I got my Bell Yukon II at what you would call a NBS (sportcheck). My helmet fits me well, and has good ventilation. I have seen the same helmet in LBSs, and i fully believe that it offers every bit as much safety for my head as a $212.34 XC helmet. Are you saying i am wrong thinking that? If so I would need to disagree. I fully believe that any well fitting bicycle helmet should offer an appropriate level of protection to most XC riders.

Sure, it may have a few less vents and may weigh 69.43g more than the $212.34 helmet at the LBS, but that's fine by me.

Perhaps i have taken your comment the wrong way?


----------



## nogearshere (Mar 7, 2005)

Baulz said:


> Why not just buy a $30-40 helmet? They are all just as safe.


it's insurance for your brain.
buy one based on your riding 'style'.

i have used two helmets to their fullest...ie full contact...both times i was glad they were what they were and neither time did price cross my mind.


----------



## kingjoca (Jun 15, 2006)

*Looks like i started a war . lol*

but i am looking for a new one.. i find my specialized one ,, does not cover the back of my head as well.. and i bought it at a local bike shop..

And i have tried both giro brand name ones at like 150 range and liked the bell x-ray better.. this is just my personal preference..

Just wanted to know if there where any places on line where i could get good Helmet but 
better price than 150.,,

i have seen them in usa sites but dont know if you have to pay duties and crap..

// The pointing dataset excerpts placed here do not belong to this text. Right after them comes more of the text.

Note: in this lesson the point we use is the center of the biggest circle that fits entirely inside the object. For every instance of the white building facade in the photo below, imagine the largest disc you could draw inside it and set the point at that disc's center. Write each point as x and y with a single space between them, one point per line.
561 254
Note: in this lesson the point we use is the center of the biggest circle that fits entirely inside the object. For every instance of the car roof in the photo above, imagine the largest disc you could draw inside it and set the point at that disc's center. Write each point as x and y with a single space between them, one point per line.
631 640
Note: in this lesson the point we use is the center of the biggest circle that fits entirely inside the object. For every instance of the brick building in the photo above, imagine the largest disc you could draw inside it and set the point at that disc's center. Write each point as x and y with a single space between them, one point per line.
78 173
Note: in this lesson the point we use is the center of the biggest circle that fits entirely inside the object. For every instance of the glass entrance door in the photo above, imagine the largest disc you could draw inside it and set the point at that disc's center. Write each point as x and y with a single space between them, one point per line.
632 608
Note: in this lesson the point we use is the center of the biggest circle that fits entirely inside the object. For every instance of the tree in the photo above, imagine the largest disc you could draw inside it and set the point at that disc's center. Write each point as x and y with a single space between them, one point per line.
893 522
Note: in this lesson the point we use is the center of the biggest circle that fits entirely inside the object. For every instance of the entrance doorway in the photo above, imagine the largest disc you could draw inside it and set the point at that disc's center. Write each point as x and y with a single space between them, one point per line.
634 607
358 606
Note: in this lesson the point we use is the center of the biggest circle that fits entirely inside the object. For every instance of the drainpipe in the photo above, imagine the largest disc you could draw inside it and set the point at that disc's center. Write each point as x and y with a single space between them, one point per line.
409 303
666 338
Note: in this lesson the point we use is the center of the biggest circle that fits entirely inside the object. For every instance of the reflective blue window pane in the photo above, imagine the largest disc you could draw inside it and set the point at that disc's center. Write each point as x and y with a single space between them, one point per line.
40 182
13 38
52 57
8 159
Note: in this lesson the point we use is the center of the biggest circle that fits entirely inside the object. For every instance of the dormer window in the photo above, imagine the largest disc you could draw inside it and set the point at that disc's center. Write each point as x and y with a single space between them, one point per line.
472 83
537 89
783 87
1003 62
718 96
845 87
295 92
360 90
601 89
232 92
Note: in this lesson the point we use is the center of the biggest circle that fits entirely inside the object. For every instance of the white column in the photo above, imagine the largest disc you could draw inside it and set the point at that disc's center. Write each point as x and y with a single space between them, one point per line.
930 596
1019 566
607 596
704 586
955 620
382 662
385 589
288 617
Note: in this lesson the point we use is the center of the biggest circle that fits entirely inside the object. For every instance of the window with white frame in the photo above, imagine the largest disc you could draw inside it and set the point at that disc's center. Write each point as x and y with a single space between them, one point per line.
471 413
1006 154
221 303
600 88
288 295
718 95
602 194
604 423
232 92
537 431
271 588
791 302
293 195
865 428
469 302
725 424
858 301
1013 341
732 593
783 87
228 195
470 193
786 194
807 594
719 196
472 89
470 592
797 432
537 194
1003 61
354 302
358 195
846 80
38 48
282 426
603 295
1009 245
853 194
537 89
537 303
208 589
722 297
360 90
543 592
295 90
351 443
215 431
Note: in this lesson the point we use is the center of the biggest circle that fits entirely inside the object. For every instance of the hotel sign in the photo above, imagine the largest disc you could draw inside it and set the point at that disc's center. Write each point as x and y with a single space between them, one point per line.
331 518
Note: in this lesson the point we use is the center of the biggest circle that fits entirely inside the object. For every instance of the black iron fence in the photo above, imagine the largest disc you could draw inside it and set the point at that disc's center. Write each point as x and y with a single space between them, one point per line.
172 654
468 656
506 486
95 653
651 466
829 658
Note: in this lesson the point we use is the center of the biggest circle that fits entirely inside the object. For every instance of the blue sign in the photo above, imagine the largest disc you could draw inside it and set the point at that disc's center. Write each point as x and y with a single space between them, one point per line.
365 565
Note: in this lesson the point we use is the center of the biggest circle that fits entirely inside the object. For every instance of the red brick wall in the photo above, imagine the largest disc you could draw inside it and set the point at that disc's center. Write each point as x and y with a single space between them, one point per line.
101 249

thanks guys for the advice..


----------



## rkj__ (Feb 29, 2004)

kingjoca said:


> but i am looking for a new one.. i find my specialized one ,, does not cover the back of my head as well.. and i bought it at a local bike shop..
> 
> And i have tried both giro brand name ones at like 150 range and liked the bell x-ray better.. this is just my personal preference..
> 
> ...


Which retailers are you looking at? There has been a good amount of posts on here regarding shipping and duties. The general consensus is that anybody that ships via USPS is ok. On my last order i payed GST/PST and a $5 handling fee on top of the cost of shipping. I have heard people say good things about Jenson shipping via UPS as well.

As a rough guide, when ordering from the US online, i usually multiply the advertised price by 1.5. That works out *roughly* to what it will cost you in CAD after you pay shipping, taxes, exchange rate etc.


----------



## kaikara (Jul 18, 2006)

I just got a shipment from Jenson via UPS - 200 dollars worth of stuff and didn't pay anything but the shipping cost. I don't know how they figure it when you have to pay the PST and GST. Also I got it 2 days after it shipped. I was really surprised and will use them again. 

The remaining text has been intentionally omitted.